There was no ducking that one. If you ask me, it all started going downhill when we allowed them to vote and taught them to drive.  Deb has achieved at least one of her short-term career goals this week with the acquisition of a new printer. For a while now I’ve been concerned that we were overly reliant on the little HP1010 which only cost about £25.00 but chugs along like a good ‘un. The point is, though, that Debbie needs something that she knows she can rely on, because of all the damn resources she has to print out (which, actually, I think the college should print/copy for her, by rights, but hey ho) so we have been forced to spring a few readies and have acquired a (surprisingly cheap and surprisingly easy to install) Epson wireless ink jet printer.

There was one point where the touch-screen claimed, during the installation, that it would “temporaly” disable the internet connection, but then I suppose that’s near enough, if you’re Korean. I did have to stop Debbie putting a red ring round it though. So, anyway, we have another wireless device now humming away in our little electronic nest, and I am convinced that, what with the printer, the mobile phones, the cordless land line, and the wi-fi network, you could probably hold up an uncooked Cornish pasty in the air anywhere in our house and watch it transform before your very eyes into a piping hot, tasty and nutritious snack. Just like my brain.

If there’s one thing English teachers really do like doing, it’s correcting things in red ink. Debbie actually uses green, because she thinks red is a tad judgemental, but Suzy Howlett, who teaches English as a foreign language, had no such compunction when a leaflet from two UKIP candidates standing for the council in Frome landed on her doorstep. It was littered with typos and grammatical errors (UKIP wants to regain control of our “boarders”, for instance) and her picture of it after she’d finished giving it the 0/10 must-try-harder treatment went viral this week on social media.  Not that UKIP care. Nigel Farage was too busy losing it and accusing the audience of being biased when they started giving him the Bronx Cheer during the “leaders’ debate” and meanwhile, food write and anti-austerity campaigner Jack Monroe was driven from Twitter by a series of hate messages allegedly emanating from the account of Alex Wood, a former UKIP candidate, including the charming “Your sick form of Lesbianism and militant queerism is destroying this country. Get out and give us Britain back! #VoteUKIP.” The messages also suggested she should be sterilised.

It seems, however, that the account may have been “hacked”, at least according to Mr Wood, who disclaims the messages, in much the same way as UKIP have disclaimed him. “My account must have been hacked,” is of course high on the list of excuses we have all heard before. It was what that US politician said when it turned out he had been tweeting pictures of his dick cheney. It’s right up there along with “the cheque is in the post”, “I was only keeping the images on my hard drive for research purposes”, “I have absolutely no idea who those knickers in the car belong to”, “the dog ate my homework”, and “the money was only resting in my bank account”. But we’ll see.  It was only three or so years ago, we should remember, that a UKIP candidate in the Kent County Council elections, Geoffrey Clark, said that Down’s Syndrome foetuses should be compulsorily aborted, lest they become a drain on the NHS.  It’s now got to the stage where this sort of thing happens so often that you could be forgiven for thinking that, if you picked up Britain and gave it a good shaking, everything loose or unhinged would end up in UKIP. Perhaps that’s what happened.

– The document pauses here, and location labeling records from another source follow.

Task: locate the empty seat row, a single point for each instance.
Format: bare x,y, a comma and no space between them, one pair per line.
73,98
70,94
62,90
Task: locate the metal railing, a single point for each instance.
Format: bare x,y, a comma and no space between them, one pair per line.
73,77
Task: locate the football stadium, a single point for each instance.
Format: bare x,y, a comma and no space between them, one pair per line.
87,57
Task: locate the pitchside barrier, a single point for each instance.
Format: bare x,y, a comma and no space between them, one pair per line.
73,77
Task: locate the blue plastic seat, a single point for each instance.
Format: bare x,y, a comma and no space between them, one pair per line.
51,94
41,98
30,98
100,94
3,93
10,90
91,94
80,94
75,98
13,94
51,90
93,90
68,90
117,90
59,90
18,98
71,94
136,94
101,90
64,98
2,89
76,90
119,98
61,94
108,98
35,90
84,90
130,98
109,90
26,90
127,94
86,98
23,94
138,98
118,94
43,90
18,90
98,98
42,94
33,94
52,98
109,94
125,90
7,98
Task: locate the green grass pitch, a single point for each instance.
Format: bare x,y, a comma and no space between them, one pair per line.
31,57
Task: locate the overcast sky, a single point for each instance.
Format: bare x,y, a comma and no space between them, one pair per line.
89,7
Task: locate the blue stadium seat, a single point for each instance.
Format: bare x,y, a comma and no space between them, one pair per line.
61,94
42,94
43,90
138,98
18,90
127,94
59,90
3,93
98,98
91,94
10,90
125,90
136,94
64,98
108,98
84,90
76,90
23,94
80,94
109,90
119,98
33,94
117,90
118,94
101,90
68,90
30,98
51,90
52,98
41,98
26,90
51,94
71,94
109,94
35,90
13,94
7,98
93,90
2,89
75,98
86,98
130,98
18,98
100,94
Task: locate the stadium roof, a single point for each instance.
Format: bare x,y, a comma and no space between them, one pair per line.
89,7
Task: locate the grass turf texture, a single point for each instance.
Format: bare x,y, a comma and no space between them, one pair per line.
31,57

Being driven off Twitter is a concept I am not entirely comfortable with, however. It is, after all, only a glorified internet message board and if you do go, you might as well admit they’ve won. I argued as much, and was told “If you physically socialised with someone who was constantly nasty to you, would you continue to socialise with them?” to which I replied that if  I physically socialised with someone who was constantly nasty, I would excommunicate them fairly swiftly and they'd find it a long road back to getting on my Christmas card list again, but it wouldn't stop me going to the pub altogether.

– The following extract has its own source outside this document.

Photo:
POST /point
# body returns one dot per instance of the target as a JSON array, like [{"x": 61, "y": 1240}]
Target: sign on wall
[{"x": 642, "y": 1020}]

I've been abused on Twitter (though as yet, no one has threatened my life or suggested I be sterilised, but no doubt it will come) but I wouldn't let my use of the internet be circumscribed by some furtive little anorak-wearing creature in a bed sit in Crouch End who has never had a girlfriend and has never grown the balls to say the stuff in public that he quite happily fills acres of Twitter with. Success or failure in real life is not to be confused with success or failure on Twitter.

Twitter is kept going by the likes of Katie Hopkins, who is being driven to ever-greater excesses in her desperate effort to avoid the obscurity which inevitably awaits her, a nemesis which could be hastened if by some miracle Miliband wins the election, since she has, let us not forget, vowed to quit these shores if Labour gets in.

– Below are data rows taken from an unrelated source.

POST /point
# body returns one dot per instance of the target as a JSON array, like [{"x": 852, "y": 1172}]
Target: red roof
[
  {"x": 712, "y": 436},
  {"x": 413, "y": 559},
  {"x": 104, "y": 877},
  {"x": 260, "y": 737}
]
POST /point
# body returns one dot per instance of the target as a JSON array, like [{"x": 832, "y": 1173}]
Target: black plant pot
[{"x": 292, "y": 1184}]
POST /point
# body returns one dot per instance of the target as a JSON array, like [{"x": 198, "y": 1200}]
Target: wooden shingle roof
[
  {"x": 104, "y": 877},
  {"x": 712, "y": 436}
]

This week, her theme was once more immigration and her target in particular the continuing stream of desperate refugees who try to cross the Mediterranean to get to southern Italy, either under their own steam or, increasingly, in the hands of organised traffickers who have little or no regard for the safety of their human cargo.  Obviously these people are trying to get into the EU, and who can blame them. Whatever you think about picking fruit in Italy for starvation wages and in conditions that Steinbeck would have recognised, it’s a paradise if you come from some Godforsaken hole in the sub-Saharan desert, or a village made of breeze blocks in the Syrian desert that’s been bombed by ISIS and the RAF in the same day.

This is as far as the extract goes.